= Chemically peculiar star =

Stars with distinctly unusual metal abundances

In astrophysics, chemically peculiar stars (CP stars) are stars with distinct patterns of metal and helium abundances, at least in their surface layers.

==Classification==
Chemically peculiar stars are common among hot main-sequence (hydrogen-burning) stars. These hot peculiar stars have been divided into four main classes on the basis of their spectra, although two classification systems are sometimes used:
- non-magnetic metallic-lined (Am, CP1)
- magnetic (Ap, CP2)
- non-magnetic mercury-manganese (HgMn, CP3)
- helium-weak (He-weak, CP4).

The class names provide a good idea of the peculiarities that set them apart from other stars on or near the main sequence.

The Am stars (CP1 stars) show weak lines of singly ionized Ca and/or Sc, but show enhanced abundances of heavy metals. They also tend to be slow rotators and have an effective temperature between 7000 and 10000 K.

The Ap stars (CP2 stars) are characterized by strong magnetic fields, enhanced abundances of elements such as Si, Cr, Sr and Eu, and are also generally slow rotators. The effective temperature of these stars is stated to be between 8000 and 15000 K, but the issue of calculating effective temperatures in such peculiar stars is complicated by atmospheric structure.

The HgMn stars (CP3 stars) are also classically placed within the Ap category, but they do not show the strong magnetic fields associated with classical Ap stars. As the name implies, these stars show increased abundances of singly ionized mercury and manganese. These stars are also very slow rotators, even by the standards of CP stars. The effective temperature range for these stars is quoted at between 10000 and 15000 K.

The He-weak stars (CP4 stars) show weaker He lines than would be expected classically from their observed Johnson UBV colours. A rare class of He-weak stars are, paradoxically, the helium-rich or helium-strong stars, with temperatures of 18000–23000 K.

==Cause of the peculiarities==
It is generally thought that the peculiar surface compositions observed in these hot main-sequence stars have been caused by processes that happened after the star formed, such as diffusion or magnetic effects in the outer layers of the stars. These processes cause some elements, particularly He, N and O, to "settle" out in the atmosphere into the layers below, while other elements such as Mn, Sr, Y and Zr are "levitated" out of the interior to the surface, resulting in the observed spectral peculiarities. It is assumed that the centers of the stars, and the bulk compositions of the entire star, have more normal chemical abundance mixtures which reflect the compositions of the gas clouds from which they formed. In order for such diffusion and levitation to occur and the resulting layers to remain intact, the atmosphere of such a star must be stable enough to convection that convective mixing does not occur. The proposed mechanism causing this stability is the unusually large magnetic field that is generally observed in stars of this type.

Approximately 5–10% of hot main sequence stars show chemical peculiarities.

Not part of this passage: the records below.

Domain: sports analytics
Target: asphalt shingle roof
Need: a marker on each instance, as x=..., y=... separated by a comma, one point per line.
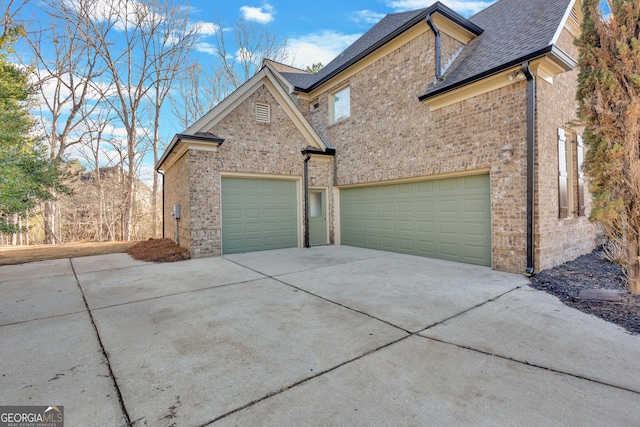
x=513, y=31
x=509, y=31
x=389, y=27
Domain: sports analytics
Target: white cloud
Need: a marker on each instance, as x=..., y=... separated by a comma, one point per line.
x=463, y=7
x=205, y=28
x=319, y=47
x=368, y=16
x=263, y=15
x=205, y=47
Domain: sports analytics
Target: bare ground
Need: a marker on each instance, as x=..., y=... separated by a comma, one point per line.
x=592, y=271
x=154, y=250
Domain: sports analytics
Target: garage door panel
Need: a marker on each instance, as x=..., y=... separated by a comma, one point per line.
x=447, y=218
x=449, y=228
x=258, y=214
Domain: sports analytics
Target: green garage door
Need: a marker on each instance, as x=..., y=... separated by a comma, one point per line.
x=258, y=214
x=448, y=218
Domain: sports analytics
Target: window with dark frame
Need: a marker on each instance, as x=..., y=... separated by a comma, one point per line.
x=571, y=181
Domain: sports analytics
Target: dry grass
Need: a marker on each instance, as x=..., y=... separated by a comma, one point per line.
x=22, y=254
x=153, y=250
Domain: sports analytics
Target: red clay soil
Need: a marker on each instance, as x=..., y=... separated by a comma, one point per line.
x=158, y=250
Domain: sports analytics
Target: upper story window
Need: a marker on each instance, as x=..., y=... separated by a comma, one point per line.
x=341, y=105
x=571, y=180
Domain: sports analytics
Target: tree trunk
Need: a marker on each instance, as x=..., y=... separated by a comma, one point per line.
x=50, y=223
x=633, y=269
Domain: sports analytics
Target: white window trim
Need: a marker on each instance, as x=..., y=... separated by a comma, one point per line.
x=332, y=118
x=263, y=113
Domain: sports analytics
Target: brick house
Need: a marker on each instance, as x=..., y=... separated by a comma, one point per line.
x=432, y=134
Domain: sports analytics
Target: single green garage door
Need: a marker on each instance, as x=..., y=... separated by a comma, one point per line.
x=258, y=214
x=447, y=218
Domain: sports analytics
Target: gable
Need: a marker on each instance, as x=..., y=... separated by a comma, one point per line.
x=263, y=79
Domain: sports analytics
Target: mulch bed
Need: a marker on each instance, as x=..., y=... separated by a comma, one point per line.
x=158, y=250
x=592, y=271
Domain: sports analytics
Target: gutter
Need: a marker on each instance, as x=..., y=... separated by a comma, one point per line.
x=436, y=32
x=531, y=144
x=436, y=7
x=162, y=173
x=306, y=200
x=330, y=151
x=555, y=53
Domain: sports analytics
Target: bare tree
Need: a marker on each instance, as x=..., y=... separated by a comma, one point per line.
x=240, y=51
x=138, y=42
x=170, y=49
x=198, y=91
x=242, y=56
x=66, y=68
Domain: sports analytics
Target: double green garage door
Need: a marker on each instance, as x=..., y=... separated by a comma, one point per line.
x=448, y=218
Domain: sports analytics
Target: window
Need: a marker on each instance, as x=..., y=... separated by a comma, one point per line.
x=263, y=113
x=571, y=180
x=341, y=105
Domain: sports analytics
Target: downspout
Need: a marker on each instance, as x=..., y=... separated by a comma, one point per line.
x=436, y=32
x=531, y=128
x=306, y=200
x=162, y=173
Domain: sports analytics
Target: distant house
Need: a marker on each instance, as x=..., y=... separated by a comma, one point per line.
x=432, y=135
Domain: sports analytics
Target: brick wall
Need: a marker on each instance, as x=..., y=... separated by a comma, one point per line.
x=558, y=240
x=250, y=148
x=391, y=135
x=176, y=191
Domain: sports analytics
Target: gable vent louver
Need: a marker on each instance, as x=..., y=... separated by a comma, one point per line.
x=263, y=113
x=574, y=16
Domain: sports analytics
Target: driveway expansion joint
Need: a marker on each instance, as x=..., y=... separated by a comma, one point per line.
x=533, y=365
x=123, y=408
x=304, y=380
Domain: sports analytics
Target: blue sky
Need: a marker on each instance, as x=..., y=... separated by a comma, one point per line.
x=315, y=31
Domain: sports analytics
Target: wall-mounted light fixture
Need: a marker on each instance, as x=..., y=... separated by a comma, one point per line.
x=507, y=151
x=517, y=75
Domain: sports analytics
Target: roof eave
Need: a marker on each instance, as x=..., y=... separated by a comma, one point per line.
x=436, y=7
x=561, y=57
x=183, y=136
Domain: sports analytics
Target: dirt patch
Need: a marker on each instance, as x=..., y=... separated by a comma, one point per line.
x=592, y=271
x=22, y=254
x=158, y=250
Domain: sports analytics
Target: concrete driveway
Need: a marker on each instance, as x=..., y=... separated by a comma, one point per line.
x=331, y=335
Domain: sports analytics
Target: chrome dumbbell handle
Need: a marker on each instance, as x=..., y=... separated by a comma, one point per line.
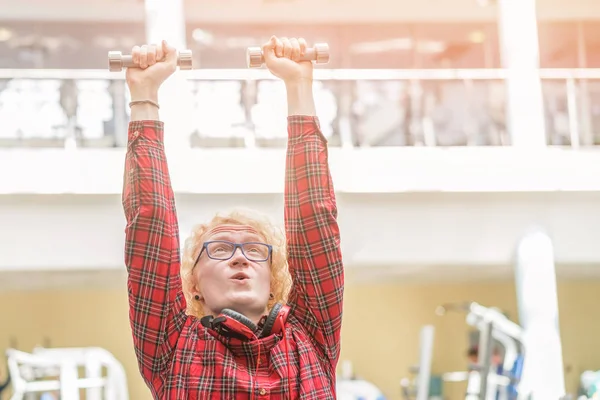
x=117, y=61
x=319, y=54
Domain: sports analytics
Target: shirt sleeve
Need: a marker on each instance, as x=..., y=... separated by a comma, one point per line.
x=313, y=237
x=156, y=302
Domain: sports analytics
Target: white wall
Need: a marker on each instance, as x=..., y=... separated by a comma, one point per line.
x=306, y=11
x=405, y=234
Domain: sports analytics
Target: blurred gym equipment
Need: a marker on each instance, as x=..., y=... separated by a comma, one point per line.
x=419, y=388
x=350, y=387
x=117, y=61
x=48, y=371
x=318, y=54
x=483, y=382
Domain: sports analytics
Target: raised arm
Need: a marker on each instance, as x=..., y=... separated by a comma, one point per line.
x=314, y=253
x=156, y=302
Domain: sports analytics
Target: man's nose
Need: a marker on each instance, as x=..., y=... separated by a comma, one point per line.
x=238, y=257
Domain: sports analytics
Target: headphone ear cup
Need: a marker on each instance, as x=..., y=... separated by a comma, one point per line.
x=236, y=325
x=239, y=318
x=275, y=320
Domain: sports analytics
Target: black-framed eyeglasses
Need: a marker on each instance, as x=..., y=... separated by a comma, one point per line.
x=223, y=250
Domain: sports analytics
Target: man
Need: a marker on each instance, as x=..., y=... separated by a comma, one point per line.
x=238, y=339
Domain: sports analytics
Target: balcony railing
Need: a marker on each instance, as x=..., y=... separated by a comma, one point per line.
x=238, y=108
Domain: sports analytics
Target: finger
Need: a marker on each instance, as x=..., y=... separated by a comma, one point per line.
x=303, y=46
x=269, y=49
x=295, y=53
x=278, y=47
x=287, y=47
x=160, y=54
x=152, y=55
x=170, y=54
x=135, y=54
x=144, y=57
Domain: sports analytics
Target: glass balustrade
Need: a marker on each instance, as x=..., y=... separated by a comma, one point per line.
x=357, y=108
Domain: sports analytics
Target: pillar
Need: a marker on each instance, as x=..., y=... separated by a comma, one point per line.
x=535, y=277
x=518, y=34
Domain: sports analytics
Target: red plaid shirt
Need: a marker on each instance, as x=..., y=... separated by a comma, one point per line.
x=180, y=359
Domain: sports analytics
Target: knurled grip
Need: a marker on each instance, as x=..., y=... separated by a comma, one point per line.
x=117, y=61
x=319, y=54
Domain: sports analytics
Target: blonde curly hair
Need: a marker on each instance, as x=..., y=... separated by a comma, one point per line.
x=280, y=276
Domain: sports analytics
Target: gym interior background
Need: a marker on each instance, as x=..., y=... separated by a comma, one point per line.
x=447, y=149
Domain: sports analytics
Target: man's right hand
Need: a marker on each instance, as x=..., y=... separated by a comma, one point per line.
x=156, y=64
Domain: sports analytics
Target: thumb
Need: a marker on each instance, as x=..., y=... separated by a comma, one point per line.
x=269, y=50
x=170, y=53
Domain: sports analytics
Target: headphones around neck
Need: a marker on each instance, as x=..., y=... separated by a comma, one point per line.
x=235, y=325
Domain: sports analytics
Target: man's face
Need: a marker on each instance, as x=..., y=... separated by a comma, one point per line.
x=236, y=283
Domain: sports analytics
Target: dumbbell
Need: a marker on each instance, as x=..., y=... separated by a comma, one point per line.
x=319, y=54
x=117, y=61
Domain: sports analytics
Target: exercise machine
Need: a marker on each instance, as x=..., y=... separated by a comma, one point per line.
x=486, y=381
x=419, y=387
x=51, y=372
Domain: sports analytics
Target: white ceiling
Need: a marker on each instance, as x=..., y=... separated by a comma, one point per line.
x=116, y=279
x=308, y=11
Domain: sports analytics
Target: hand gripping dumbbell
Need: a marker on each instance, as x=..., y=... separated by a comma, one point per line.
x=118, y=61
x=319, y=54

Of these, the vast majority are Ap (or Bp) stars with strong magnetic fields. Non-magnetic, or only weakly magnetic, chemically peculiar stars mostly fall into the Am or HgMn categories. A much smaller percentage show stronger peculiarities, such as the dramatic under-abundance of iron peak elements in λ Boötis stars.

==sn stars==
Another group of stars sometimes considered to be chemically peculiar are the 'sn' stars. These hot stars, usually of spectral classes B2 to B9, show Balmer lines with sharp (s) cores, sharp metallic absorption lines, and contrasting broad (nebulous, n) neutral helium absorption lines. These may be combined with the other chemical peculiarities more commonly seen in B-type stars.

It was originally proposed that the unusual helium lines were created in a weak shell of material around the star, but are now thought to be caused by the Stark effect.

==Other stars==
There are also classes of chemically peculiar cool stars (that is, stars with spectral type G or later), but these stars are typically not main-sequence stars. These are usually identified by the name of their class or some further specific label. The phrase chemically peculiar star without further specification usually means a member of one of the hot main sequence types described above. Many of the cooler chemically peculiar stars are the result of the mixing of nuclear fusion products from the interior of the star to its surface; these include most of the carbon stars and S-type stars. Others are the result of mass transfer in a binary star system; examples of these include the barium stars, CN stars, and some S stars.

==Substellar companions==
There are few reports of transiting exoplanets whose host stars are chemically peculiar stars. The young variable star HR 8799, which hosts four directly imaged massive planets, belongs to the group of λ Boötis stars. Similarly, the binary star HIP 79098, whose primary is a mercury-manganese star, was found via direct imaging to have either a circumbinary brown dwarf or a circumbinary gas giant.